I prefer to have it done like new but if that is not an option then I will go the sealer route.
We have dealt with the coach with an open check book since we acquired it last February to the tune of 50,000. I am ok with that but want what I have had done to work. We really enjoy the coach and are continually be complimented on it's beauty. However wife is getting a little impatient with constant repairs. Hopefully we have addressed everything for now and will fall into a more even maintenance schedule. We have had an rv for over 45 years so we understand that there is always something but this has been a bit much.
Any chance you can post photos showing the issue?
Can't see anyway to post photo
Click the green reply button, then on page that opens go down and you will see place to add files
I finally found it, thank you.
The area with the large crack was totally cut out and new fiberglass & paint. About 2ft x 2ft in January of this year.
The smaller cracks on the outermost seam were also fixed on the bedroom slide and they are fine.
There are no cracks in the outer wall of slide except some faint spider web like that can only be seen if you are looking really close with sun on it.
No cracks on bottom.
Seeing both slides had cracking I thought it might be a common occurrence.
There is obviously a lot of movement in the walls and roof as they tend to make a bit of noise as temps change.

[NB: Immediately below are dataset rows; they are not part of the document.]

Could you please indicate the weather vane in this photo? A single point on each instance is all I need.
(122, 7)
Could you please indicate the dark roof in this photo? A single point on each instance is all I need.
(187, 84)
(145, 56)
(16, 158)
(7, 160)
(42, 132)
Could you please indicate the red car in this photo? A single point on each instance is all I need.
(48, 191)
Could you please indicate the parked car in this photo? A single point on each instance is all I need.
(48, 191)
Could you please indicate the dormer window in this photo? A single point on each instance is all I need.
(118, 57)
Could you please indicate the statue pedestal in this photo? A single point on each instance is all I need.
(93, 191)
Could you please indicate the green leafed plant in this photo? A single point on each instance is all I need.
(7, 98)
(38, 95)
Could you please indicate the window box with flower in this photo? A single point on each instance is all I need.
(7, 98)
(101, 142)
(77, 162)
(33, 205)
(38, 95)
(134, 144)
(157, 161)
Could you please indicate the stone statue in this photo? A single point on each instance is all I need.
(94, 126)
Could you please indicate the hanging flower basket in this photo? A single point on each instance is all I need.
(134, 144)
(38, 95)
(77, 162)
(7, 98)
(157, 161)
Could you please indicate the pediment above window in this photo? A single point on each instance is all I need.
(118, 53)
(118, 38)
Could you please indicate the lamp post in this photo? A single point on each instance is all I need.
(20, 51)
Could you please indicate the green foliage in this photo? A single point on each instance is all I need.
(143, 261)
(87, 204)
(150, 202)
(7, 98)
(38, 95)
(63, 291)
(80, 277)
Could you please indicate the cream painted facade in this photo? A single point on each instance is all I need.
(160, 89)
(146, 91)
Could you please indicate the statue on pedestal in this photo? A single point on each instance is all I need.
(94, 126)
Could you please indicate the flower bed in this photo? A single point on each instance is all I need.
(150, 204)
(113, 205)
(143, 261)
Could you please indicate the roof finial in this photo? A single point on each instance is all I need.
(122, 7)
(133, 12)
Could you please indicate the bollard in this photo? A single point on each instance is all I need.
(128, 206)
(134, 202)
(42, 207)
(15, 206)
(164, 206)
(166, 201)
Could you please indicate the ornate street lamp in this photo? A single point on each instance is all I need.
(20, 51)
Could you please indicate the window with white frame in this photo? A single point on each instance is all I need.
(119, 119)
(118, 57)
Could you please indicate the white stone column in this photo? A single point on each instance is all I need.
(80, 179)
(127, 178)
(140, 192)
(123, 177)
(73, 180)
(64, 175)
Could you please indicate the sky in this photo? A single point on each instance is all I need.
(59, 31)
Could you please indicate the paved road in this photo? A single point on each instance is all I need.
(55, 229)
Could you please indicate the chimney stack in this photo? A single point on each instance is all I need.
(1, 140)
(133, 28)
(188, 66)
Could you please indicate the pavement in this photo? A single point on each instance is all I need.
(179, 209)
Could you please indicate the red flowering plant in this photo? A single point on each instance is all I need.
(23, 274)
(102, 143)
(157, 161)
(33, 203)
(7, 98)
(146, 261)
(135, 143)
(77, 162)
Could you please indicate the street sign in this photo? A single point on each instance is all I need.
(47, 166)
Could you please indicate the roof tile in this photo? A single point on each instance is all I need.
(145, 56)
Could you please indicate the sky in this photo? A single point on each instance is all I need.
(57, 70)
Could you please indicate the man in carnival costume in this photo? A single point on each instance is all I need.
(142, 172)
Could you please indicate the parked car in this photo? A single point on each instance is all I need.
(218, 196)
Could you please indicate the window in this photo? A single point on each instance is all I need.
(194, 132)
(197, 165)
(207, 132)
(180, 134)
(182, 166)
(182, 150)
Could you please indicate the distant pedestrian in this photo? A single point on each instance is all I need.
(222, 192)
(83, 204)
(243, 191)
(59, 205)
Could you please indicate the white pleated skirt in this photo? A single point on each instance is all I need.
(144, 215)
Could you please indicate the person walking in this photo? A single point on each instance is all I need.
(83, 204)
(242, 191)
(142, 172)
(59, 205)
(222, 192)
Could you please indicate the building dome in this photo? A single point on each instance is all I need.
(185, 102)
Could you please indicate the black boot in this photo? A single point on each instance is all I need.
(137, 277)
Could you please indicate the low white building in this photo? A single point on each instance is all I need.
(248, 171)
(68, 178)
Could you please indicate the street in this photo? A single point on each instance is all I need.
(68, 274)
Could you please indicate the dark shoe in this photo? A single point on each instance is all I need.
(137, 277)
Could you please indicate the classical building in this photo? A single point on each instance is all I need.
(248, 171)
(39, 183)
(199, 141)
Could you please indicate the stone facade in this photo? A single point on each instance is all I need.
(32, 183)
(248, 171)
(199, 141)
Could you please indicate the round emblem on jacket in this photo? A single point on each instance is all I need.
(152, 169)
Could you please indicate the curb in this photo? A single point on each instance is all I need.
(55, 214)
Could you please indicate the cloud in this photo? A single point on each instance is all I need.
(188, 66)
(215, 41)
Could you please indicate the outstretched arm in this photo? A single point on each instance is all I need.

I appreciate all the input
If (OK, large IF) it would not interfere with slide opening/closing or bladder, use Eternabond over the seams.
Eternabond® | Adhesives manufacturing company (https://www.hbfuller.com/en/brands/eternabond)
Comes in 2, 3 and 4" widths.
.035" Total Thickness
Comes in white, gray, black and tan.
I don't recall reading of anyone having that issue, or at least not that they knew of or posted about.
I second Dan's suggestion to run it by James Stallings at Xtreme to see if he has thoughts (or experience) with what could be causing this and if there's a particular approach to repair he'd recommend.
I don't like how it looks like the entire top cap is shearing loose. I would only recommend covering it to prevent any water from leaking in. This can both cause deterioration and mold issues. Definitely needs to be addressed at one of the repair shops familiar with Foretravels. I'm not familiar with your coach but on the 2001 the slide to my surprise was assembled over the box frame with five pieces with seams at the location your having issues with. So wish they had built the slide like a tub as one part, not a bunch assembled. In saying this you might have an outer panel that is moving with the top being real secure? Just guessing at best
Howdy everyone
Here is the news from both Foretravel and Xtreme
Foretravel has seen this before and there fix is to use Sikaflex 221. Seal is flexible and can be sanded and painted.
Using painters tape to mask off area and then smoothing it off with something like a credit card. Can stack tape too get thicker.
Xtreme also said that they have seen this on the Nimbus. They suggested to grind out the crack all the way to the plywood, than using 3M adhesive sealant 5200. It does seem to be paintable but not sure how well it holds the paint in the long-term.
Both said that they don't paint it because it is on the top of the slide.
Not sure which way but I am leaning to Xtreme's way.
Thank you to everyone for giving me your input.
Hoping you get good results whichever way you go.
It seems to me that one of them is the "right" way of doing it and one of them is the "good enough for who it's for" way of doing it.
I have made a very successful career out of the latter
I think they're treating the symptoms not the problem. Doing a coin test is it delaminated?
This was not the issue you are having but may shed some light to what's going on. It's totally the wrong year and may be of little help
2000, 2001 slide delamination (https://www.foreforums.com/index.php?topic=44082.0)
To me, it looks like it may be the body filler ("bondo") cracking due to flexing or shrinking.
5200 is gross stuff and should never be used anywhere.
Do NOT use silicone based sealant ever on fiberglass (you'll never get anything else to stick again).
I'm a fan of polysulfide sealants.
I'd seal it up, and then hit it with a rattle can of somewhat close spray paint (to keep UV off the sealant).